Pour augmenter sa base d'utilisateurs, Revolut compte sur son expansion internationale, notamment les Etats-Unis, dont le lancement a eu lieu fin 2019. Elle doit faire face à plusieurs néobanques américaines mais aussi à N26, présente outre-Atlantique depuis juillet 2019, en partenariat avec Axos Bank. Au total, la fintech londonienne est présente dans 36 pays, dont 31 pays de la zone euro. Revolut devrait aussi se lancer en Amérique Latine et d'autres pays asiatiques (elle est à Singapour depuis fin 2019) mais n'a pas encore précisé de date.

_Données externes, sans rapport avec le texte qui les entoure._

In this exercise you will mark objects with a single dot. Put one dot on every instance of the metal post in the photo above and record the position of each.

Ce financement va aussi lui permettre d'embaucher en masse. En septembre dernier, la start-up a annoncé qu'elle recruterait 3 500 personnes d'ici l'été 2020 pour atteindre la barre des 5 000. Elle compte actuellement 2 000 salariés répartis dans 23 bureaux. Un véritable challenge pour cette néobanque qui a été critiquée sur ses méthodes RH agressives et ses méthodes de recrutement peu conventionnelles, comme l'a montré une grande enquête de The Wired

Vers la rentabilité

Ce nouveau tour de table va également lui servir à améliorer l'expérience utilisateur de l'application et développer de nouvelles offres tels que le prêt aux particuliers et aux entreprises. Revolut propose déjà du crédit à la conso au Royaume-Uni via un partenariat avec la plateforme de prêt entre particuliers Lending Works. La néobanque prévoit aussi de proposer son compte d'épargne à 1,35% (en partenariat avec Paragon Bank) en dehors du Royaume-Uni. De nouvelles fonctionnalités sont aussi en préparation pour les deux versions payantes de la néobanque.

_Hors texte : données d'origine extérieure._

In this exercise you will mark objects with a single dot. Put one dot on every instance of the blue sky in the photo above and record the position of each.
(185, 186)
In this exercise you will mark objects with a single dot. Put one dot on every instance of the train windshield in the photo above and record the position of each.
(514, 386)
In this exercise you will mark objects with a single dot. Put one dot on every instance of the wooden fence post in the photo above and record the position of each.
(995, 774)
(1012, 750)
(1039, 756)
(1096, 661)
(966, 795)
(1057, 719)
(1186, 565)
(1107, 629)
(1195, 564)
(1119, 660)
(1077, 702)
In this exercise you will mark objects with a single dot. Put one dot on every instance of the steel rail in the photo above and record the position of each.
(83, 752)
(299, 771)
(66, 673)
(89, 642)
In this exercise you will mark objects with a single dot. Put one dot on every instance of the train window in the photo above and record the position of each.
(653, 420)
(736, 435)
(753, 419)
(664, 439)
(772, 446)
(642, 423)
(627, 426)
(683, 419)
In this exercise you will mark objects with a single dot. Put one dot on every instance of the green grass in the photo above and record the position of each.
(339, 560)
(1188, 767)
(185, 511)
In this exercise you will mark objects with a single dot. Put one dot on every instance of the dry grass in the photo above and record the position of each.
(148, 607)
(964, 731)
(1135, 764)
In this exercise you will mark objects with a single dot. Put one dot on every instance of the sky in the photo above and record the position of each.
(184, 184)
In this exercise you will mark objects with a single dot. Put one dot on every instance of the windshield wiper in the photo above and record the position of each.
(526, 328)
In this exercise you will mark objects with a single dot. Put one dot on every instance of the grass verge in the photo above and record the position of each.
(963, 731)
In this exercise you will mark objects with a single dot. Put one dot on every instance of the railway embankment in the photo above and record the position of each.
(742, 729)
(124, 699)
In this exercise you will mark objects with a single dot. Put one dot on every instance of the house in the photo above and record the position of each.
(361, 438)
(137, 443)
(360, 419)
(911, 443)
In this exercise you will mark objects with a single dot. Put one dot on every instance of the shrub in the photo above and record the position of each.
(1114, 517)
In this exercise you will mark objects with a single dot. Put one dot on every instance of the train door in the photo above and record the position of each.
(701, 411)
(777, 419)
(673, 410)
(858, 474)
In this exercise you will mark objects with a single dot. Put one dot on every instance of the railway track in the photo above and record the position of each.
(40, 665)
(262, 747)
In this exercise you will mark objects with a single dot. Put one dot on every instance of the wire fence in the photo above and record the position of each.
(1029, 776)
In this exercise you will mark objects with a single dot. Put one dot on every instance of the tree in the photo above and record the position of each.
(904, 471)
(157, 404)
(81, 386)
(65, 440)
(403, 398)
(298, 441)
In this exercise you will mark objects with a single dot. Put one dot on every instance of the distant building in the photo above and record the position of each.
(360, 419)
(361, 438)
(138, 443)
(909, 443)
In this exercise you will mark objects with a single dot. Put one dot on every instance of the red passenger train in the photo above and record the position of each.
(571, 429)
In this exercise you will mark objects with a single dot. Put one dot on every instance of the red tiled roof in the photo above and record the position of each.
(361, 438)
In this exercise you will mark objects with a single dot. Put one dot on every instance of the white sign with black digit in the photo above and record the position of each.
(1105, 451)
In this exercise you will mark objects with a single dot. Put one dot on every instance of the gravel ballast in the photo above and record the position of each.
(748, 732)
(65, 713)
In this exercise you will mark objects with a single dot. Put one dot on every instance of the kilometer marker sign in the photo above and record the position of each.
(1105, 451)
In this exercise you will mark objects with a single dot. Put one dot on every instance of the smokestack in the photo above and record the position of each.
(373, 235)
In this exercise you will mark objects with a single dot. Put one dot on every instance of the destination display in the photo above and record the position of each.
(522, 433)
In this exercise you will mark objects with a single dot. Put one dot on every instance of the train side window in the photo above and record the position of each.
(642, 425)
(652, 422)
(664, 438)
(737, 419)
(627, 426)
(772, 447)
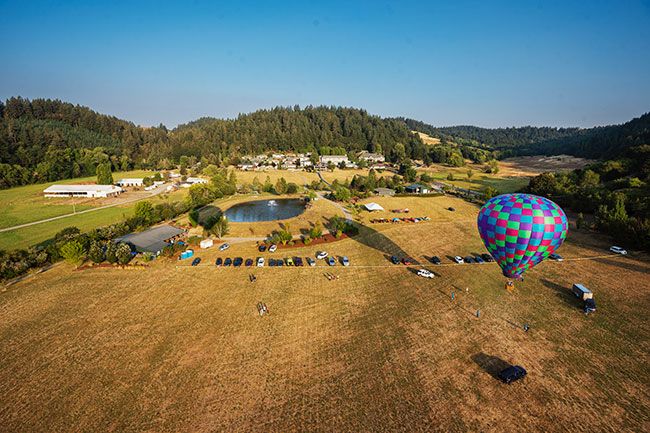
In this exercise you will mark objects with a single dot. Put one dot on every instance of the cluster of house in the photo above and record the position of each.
(300, 161)
(104, 191)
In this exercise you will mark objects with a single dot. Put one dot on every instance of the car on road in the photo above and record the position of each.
(488, 258)
(512, 374)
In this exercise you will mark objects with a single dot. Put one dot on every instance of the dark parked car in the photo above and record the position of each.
(590, 306)
(512, 373)
(488, 258)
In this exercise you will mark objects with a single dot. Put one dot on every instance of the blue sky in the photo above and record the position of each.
(486, 63)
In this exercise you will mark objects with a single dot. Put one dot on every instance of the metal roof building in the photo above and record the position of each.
(152, 240)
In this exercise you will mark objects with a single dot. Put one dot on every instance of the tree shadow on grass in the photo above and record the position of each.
(372, 238)
(491, 364)
(562, 293)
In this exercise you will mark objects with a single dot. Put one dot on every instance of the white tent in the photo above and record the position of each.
(370, 207)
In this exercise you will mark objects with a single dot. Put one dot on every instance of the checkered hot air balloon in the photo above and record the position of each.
(521, 230)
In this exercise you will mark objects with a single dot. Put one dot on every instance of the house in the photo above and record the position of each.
(372, 207)
(371, 157)
(152, 240)
(89, 191)
(130, 182)
(384, 191)
(417, 188)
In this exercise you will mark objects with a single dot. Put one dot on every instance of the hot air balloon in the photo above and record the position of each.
(521, 230)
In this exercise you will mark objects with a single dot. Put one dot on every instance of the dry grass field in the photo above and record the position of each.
(179, 348)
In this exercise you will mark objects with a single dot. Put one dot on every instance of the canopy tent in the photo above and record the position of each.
(371, 207)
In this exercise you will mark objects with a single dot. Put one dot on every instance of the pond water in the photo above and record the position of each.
(265, 210)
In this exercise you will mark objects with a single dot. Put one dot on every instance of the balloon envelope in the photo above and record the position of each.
(521, 230)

Cette diversification devient indispensable pour cette fintech qui génère encore peu de revenus. Sur ses 58,2 millions de livres sterling de chiffre d'affaires en 2018 (69,4 millions d'euros), 71,1% sont tirés des frais d'interchange et de l'utilisation de la carte, d'après son dernier rapport financier. Les 28,9% restants proviennent donc de ses offres premium, ses compte business et d'autres services (achat de crypto-monnaies par exemple). Certes, son chiffre d'affaires a augmenté de 355% entre 2017 et 2018 mais ses pertes ont bondi de 122% sur la même période, pour atteindre 32,8 millions de livres sterling (39,1 millions d'euros). Dans un communiqué, Revolut indique "rechercher la rentabilité".

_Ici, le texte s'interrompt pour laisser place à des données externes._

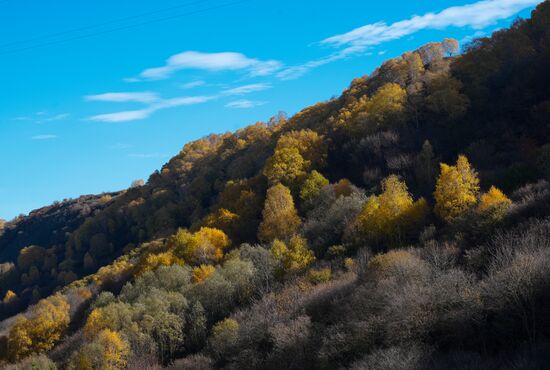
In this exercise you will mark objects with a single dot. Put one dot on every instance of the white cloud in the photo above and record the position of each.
(44, 137)
(58, 117)
(226, 61)
(121, 97)
(192, 84)
(477, 15)
(139, 114)
(244, 104)
(125, 116)
(247, 89)
(121, 146)
(147, 155)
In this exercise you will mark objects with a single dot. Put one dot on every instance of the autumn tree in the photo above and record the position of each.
(108, 351)
(152, 261)
(202, 272)
(445, 98)
(494, 202)
(38, 334)
(225, 335)
(280, 219)
(312, 186)
(387, 105)
(456, 189)
(309, 144)
(286, 166)
(431, 52)
(293, 256)
(450, 46)
(204, 246)
(425, 168)
(390, 216)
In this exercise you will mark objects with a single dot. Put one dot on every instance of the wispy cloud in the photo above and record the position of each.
(139, 114)
(356, 42)
(146, 155)
(58, 117)
(247, 89)
(121, 146)
(477, 15)
(122, 97)
(192, 84)
(244, 104)
(44, 137)
(226, 61)
(41, 117)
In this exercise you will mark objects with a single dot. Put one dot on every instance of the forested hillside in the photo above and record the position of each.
(402, 225)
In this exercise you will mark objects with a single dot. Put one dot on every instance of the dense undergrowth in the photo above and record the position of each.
(403, 225)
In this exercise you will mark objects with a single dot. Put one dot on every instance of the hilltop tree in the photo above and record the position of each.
(310, 145)
(387, 105)
(450, 46)
(456, 190)
(280, 219)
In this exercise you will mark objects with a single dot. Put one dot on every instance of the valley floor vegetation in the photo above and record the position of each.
(402, 225)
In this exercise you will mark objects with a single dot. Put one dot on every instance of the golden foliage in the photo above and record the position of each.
(204, 246)
(108, 351)
(312, 186)
(151, 262)
(319, 276)
(38, 334)
(9, 297)
(280, 219)
(456, 190)
(286, 166)
(387, 104)
(492, 199)
(294, 257)
(202, 272)
(309, 144)
(391, 215)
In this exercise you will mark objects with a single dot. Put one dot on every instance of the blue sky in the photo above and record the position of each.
(97, 93)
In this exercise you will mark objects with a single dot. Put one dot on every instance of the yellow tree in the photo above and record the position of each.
(48, 322)
(312, 186)
(494, 202)
(391, 215)
(151, 262)
(204, 246)
(202, 272)
(107, 351)
(309, 144)
(456, 189)
(280, 219)
(286, 166)
(294, 256)
(387, 105)
(115, 349)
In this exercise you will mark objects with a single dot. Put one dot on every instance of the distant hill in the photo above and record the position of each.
(402, 224)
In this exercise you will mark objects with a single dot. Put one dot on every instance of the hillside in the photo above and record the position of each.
(402, 225)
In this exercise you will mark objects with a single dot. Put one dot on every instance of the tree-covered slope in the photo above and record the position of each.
(400, 225)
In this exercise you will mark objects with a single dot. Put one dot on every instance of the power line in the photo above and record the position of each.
(113, 21)
(123, 28)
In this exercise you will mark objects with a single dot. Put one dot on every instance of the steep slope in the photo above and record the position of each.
(338, 182)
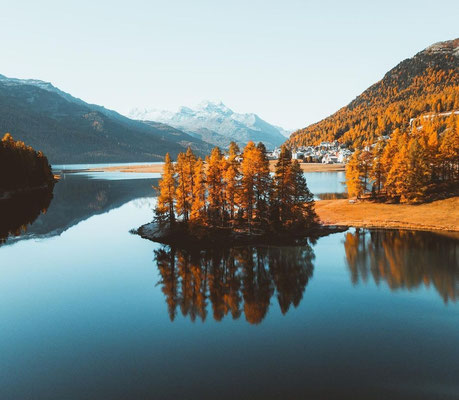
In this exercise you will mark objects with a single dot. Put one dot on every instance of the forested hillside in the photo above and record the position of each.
(21, 167)
(68, 130)
(427, 83)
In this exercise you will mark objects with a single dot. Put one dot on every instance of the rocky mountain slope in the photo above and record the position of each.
(69, 130)
(425, 83)
(216, 124)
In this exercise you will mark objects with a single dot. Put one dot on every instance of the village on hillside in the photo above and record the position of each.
(325, 152)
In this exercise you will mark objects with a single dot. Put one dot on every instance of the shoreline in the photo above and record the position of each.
(200, 237)
(158, 168)
(439, 216)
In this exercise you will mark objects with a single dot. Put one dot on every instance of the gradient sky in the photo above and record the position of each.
(292, 62)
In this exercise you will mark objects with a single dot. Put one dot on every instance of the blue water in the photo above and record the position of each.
(90, 311)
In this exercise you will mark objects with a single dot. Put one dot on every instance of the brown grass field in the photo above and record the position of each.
(440, 215)
(152, 168)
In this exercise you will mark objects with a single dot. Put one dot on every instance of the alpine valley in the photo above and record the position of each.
(69, 130)
(424, 85)
(215, 123)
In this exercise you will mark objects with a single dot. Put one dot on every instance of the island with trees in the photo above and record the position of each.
(22, 169)
(231, 199)
(26, 186)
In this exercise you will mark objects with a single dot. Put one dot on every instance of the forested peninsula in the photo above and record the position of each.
(230, 199)
(22, 168)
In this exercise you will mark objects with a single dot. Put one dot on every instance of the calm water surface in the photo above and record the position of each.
(90, 311)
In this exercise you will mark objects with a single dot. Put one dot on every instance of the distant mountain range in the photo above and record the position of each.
(69, 130)
(427, 83)
(215, 123)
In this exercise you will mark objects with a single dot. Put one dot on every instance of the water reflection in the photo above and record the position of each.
(17, 213)
(76, 198)
(405, 260)
(233, 281)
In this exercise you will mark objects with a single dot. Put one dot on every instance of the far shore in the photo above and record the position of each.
(440, 215)
(158, 168)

En France, Revolut continue son petit bout de chemin et devrait bientôt passer la barre du million d'utilisateurs, rattrapant ainsi N26 qui a atteint ce seuil en octobre dernier. L'Hexagone est le deuxième marché de Revolut, derrière le Royaume-Uni. En revanche, le nombre d'utilisateurs actifs mensuels et quotidiens ne sont pas partagés, tout comme le coût d'acquisition. Revolut dépense très peu en marketing (principalement des réseaux sociaux) contrairement à sa concurrente allemande qui s'est affichée dans le métro parisien et a boosté son marketing digital ces derniers mois.

Ce budget quasi inexistant va augmenter en 2020 puisque le bureau français vient tout juste de se renforcer. Un nouveau responsable de la France et du Benelux a pris ses fonctions fin 2020 alors que ce poste est resté vacant pendant près de 18 mois. Sept personnes occupent le bureau parisien situé dans un Wework dont des business developpers et marketing managers. L'équipe en charge du service client français est quant à elle basée à Londres. Objectifs du bureau français : continuer à faire grandir la base utilisateurs, particuliers et entreprises (elle compte plusieurs dizaines de milliers de clients entreprises en France) et rester "ouvert aux partenariats locaux. C'est un axe de croissance", nous indiquait Georges Nilles, head of growth France et Benelux, en janvier dernier.